Session Context
Every LLM has a finite context window that limits how much text it can process in a single request. Agent Air tracks context usage to prevent exceeding model limits and to trigger compaction when needed.
Context Windows
The context window is the maximum amount of text an LLM can process in a single request. This includes:
- System prompt
- All previous messages in the conversation
- Tool calls and their results
- The current user message
- The model’s response
A token is roughly 4 characters of English text. When the total token count approaches or exceeds the context window, the model cannot process the request.
Default Context Limits
Agent Air sets default context limits based on the provider:
| Provider | Default Context Limit |
|---|---|
| Anthropic | 200,000 tokens |
| OpenAI | 128,000 tokens |
| 1,000,000 tokens | |
| Groq | 131,072 tokens |
| Most others | 128,000 tokens |
Configuring Context Limits
Set the context limit to match your model’s capability:
let config = LLMSessionConfig::anthropic("key", "claude-sonnet-4-20250514")
.with_context_limit(200_000);
For models with smaller context windows:
let config = LLMSessionConfig::openai("key", "gpt-4")
.with_context_limit(8_192);
Token Limits
Agent Air tracks two types of limits:
Context Limit
The total number of tokens the model can process, including input and output. This is used for compaction decisions and is not sent to the API.
Max Tokens
The maximum number of tokens in the model’s response. This is sent to the API with each request to limit response length.
let config = LLMSessionConfig::anthropic("key", "model")
.with_context_limit(200_000) // Total context
.with_max_tokens(8192); // Response limit
Example: With a 200,000 context limit and 4,096 max tokens, a request with 100,000 input tokens can receive up to 4,096 output tokens (not the full remaining 100,000).
Default Max Tokens
All providers default to 4,096 max tokens for responses.
Tracking Usage
Agent Air tracks token usage at multiple levels to enable monitoring, cost tracking, and session health assessment.
Per-Session Tracking
Each session tracks its own token usage:
// Query session usage
let usage = controller.get_session_token_usage(session_id).await;
if let Some(meter) = usage {
println!("Session {} used {} tokens", session_id, meter.total_tokens());
}
Per-Model Tracking
Track cumulative usage across all sessions using a specific model:
let usage = controller.get_model_token_usage("claude-sonnet-4-20250514").await;
if let Some(meter) = usage {
println!("Model used {} input, {} output tokens",
meter.input_tokens, meter.output_tokens);
}
Total Usage
Track cumulative usage across all models and sessions:
let total = controller.get_total_token_usage().await;
println!("Total tokens used: {}", total.total_tokens());
TokenMeter
The TokenMeter struct provides token counts:
pub struct TokenMeter {
pub input_tokens: i64,
pub output_tokens: i64,
}
Use total_tokens() to get the sum of input and output tokens.
Monitoring Utilization
Context Utilization
Context utilization is calculated as the ratio of used to available context:
utilization = context_used / context_limit
A utilization of 0.75 means 75% of the context window is consumed. This value drives compaction decisions.
SessionStatus
The SessionStatus struct provides real-time session metrics:
| Field | Description |
|---|---|
context_used | Current context size in tokens |
context_limit | The configured context window limit |
utilization | Percentage of context used (0.0 to 1.0) |
total_input | Cumulative input tokens across all requests |
total_output | Cumulative output tokens across all requests |
request_count | Number of API calls made |
Token Sources
Usage data comes from the LLM provider’s API response. The framework parses token counts from each response and updates tracking automatically.
Anthropic format:
{
"usage": {
"input_tokens": 1523,
"output_tokens": 847
}
}
OpenAI format:
{
"usage": {
"prompt_tokens": 1523,
"completion_tokens": 847,
"total_tokens": 2370
}
}
Context Pressure
As context usage increases, the session approaches its limits:
Low utilization (< 50%): Plenty of headroom for conversation growth.

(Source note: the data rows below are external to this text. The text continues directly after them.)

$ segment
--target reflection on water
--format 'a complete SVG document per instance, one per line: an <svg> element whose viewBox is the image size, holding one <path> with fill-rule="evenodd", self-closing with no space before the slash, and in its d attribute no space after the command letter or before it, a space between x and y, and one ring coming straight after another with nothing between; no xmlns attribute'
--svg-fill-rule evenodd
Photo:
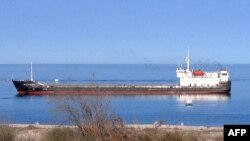
<svg viewBox="0 0 250 141"><path fill-rule="evenodd" d="M192 101L228 101L231 95L214 94L214 95L178 95L176 96L177 101L183 102L187 100Z"/></svg>

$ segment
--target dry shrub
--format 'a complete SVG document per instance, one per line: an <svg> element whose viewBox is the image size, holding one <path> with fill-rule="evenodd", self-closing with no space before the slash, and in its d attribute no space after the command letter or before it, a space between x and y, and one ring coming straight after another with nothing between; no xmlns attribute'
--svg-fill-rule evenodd
<svg viewBox="0 0 250 141"><path fill-rule="evenodd" d="M0 141L14 141L14 139L14 129L6 125L0 125Z"/></svg>
<svg viewBox="0 0 250 141"><path fill-rule="evenodd" d="M53 128L45 133L43 141L82 141L79 132L70 128Z"/></svg>
<svg viewBox="0 0 250 141"><path fill-rule="evenodd" d="M104 96L68 96L59 98L56 109L76 125L84 139L94 141L136 141L122 118L111 111Z"/></svg>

Moderate utilization (50-75%): Normal operation. Monitor if conversation is long-running.
High utilization (> 75%): Approaching compaction threshold. Compaction may trigger automatically.

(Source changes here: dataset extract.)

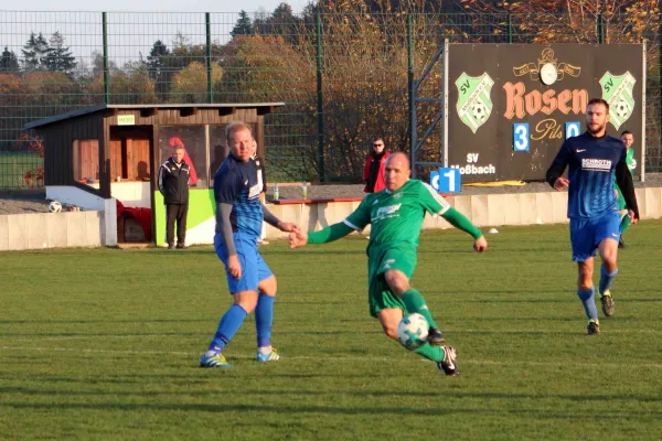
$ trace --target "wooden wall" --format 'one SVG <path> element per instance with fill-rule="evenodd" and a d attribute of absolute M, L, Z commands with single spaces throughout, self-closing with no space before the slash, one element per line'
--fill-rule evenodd
<path fill-rule="evenodd" d="M 232 114 L 229 111 L 234 110 Z M 116 178 L 114 173 L 118 170 L 117 153 L 113 154 L 113 148 L 118 147 L 111 143 L 110 127 L 121 127 L 122 131 L 131 130 L 134 126 L 118 126 L 118 117 L 132 115 L 135 126 L 151 126 L 152 138 L 152 158 L 150 163 L 150 173 L 152 184 L 156 179 L 159 139 L 159 126 L 179 126 L 179 125 L 227 125 L 232 121 L 244 121 L 256 125 L 255 139 L 258 146 L 258 154 L 264 158 L 265 136 L 264 136 L 264 109 L 259 115 L 256 108 L 200 108 L 193 111 L 192 108 L 184 109 L 104 109 L 93 114 L 74 117 L 72 119 L 53 122 L 47 126 L 36 128 L 36 132 L 43 138 L 44 142 L 44 184 L 45 185 L 72 185 L 74 183 L 74 154 L 73 141 L 84 139 L 98 140 L 99 157 L 99 194 L 103 197 L 110 197 L 110 181 Z M 225 115 L 228 114 L 228 115 Z M 138 129 L 138 128 L 136 128 Z M 145 132 L 145 127 L 140 128 Z M 214 141 L 212 140 L 212 144 Z M 139 149 L 140 159 L 145 158 L 145 149 Z M 115 163 L 113 163 L 115 160 Z M 131 175 L 134 173 L 130 173 Z M 122 176 L 124 178 L 124 176 Z M 139 176 L 136 176 L 139 178 Z M 131 178 L 129 178 L 131 179 Z"/>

Near limit (> 90%): Risk of context overflow. Consider manual compaction or starting a new session.
Why Context Windows Matter
Conversation continuity: The context window determines how much history the model can see. Longer windows allow more extensive conversations without losing earlier context.
Tool results: Tool calls can return large amounts of data. File contents, search results, and API responses consume context space quickly.
Compaction triggers: When utilization exceeds the threshold (default 75%), the framework compacts the conversation to free up space.
Context Window Overflow
If context usage exceeds the model’s limit, the API request fails with a context length error.
Agent Air’s compaction system prevents this by reducing context usage before it reaches the limit. With default settings (75% threshold), compaction triggers well before the context window fills completely.